Wikipedia pages on languages now list both the ISO 639-3 code and glottocode (and linguasphere codes).


***

Hopefully this will clear things up for many disappointed Ethnologue users and clarify if Glottolog is the right choice for you in your future research. 

All the best, 

Hedders.

Comments

  1. It seems that

    > "The Ethnologue user audience is currently changing, whether SIL International wants it to or not"

    contradicts your claim that

    > "When providing a comprehensive resource [...] it is key to be entirely clear on what the aim and target audience is"

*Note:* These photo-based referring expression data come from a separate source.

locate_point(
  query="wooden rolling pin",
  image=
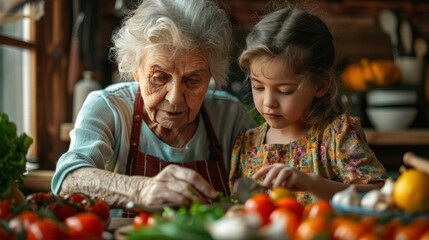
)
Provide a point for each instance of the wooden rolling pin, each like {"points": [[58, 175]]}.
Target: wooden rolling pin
{"points": [[416, 162]]}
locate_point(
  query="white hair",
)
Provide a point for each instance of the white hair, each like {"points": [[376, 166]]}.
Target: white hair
{"points": [[179, 24]]}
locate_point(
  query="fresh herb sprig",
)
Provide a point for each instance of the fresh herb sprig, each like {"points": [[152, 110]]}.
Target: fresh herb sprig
{"points": [[13, 151]]}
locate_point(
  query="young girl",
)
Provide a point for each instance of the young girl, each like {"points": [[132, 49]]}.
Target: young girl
{"points": [[308, 143]]}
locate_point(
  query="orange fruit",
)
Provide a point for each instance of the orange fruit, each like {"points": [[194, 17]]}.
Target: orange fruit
{"points": [[313, 228], [321, 208], [292, 205], [291, 220], [411, 192], [279, 193]]}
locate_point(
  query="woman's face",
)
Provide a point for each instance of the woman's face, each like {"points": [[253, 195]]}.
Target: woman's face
{"points": [[282, 97], [173, 86]]}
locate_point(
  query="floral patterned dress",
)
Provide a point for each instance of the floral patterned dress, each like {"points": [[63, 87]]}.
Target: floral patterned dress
{"points": [[339, 152]]}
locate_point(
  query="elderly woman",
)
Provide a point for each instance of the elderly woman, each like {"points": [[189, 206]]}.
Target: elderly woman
{"points": [[164, 138]]}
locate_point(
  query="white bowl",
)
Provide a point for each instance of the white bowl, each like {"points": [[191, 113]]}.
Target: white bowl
{"points": [[383, 97], [391, 118]]}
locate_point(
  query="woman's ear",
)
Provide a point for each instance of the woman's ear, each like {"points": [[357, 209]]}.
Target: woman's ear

    Of course, providing something without hope that anyone wants it would be pointless. But other than that, I'm convinced the "throwing things over the fence" publication strategy has led to a lot of value for both, data and software publications.

    ReplyDelete
    Replies
    1. I don't think that is a contradiction. They are clearly communicating what they imagine that target audience to be. The fact that the real world is changing so that it doesn't line up with their intentions is unfortunate, and should maybe cause them to change their aims, but the communication is still clear.

      I also think that there are benefits to "throwing things over the fence". Neither extreme position (overanalysing target audience or not caring at all) is good, I'm not falling for slipping down some slope here.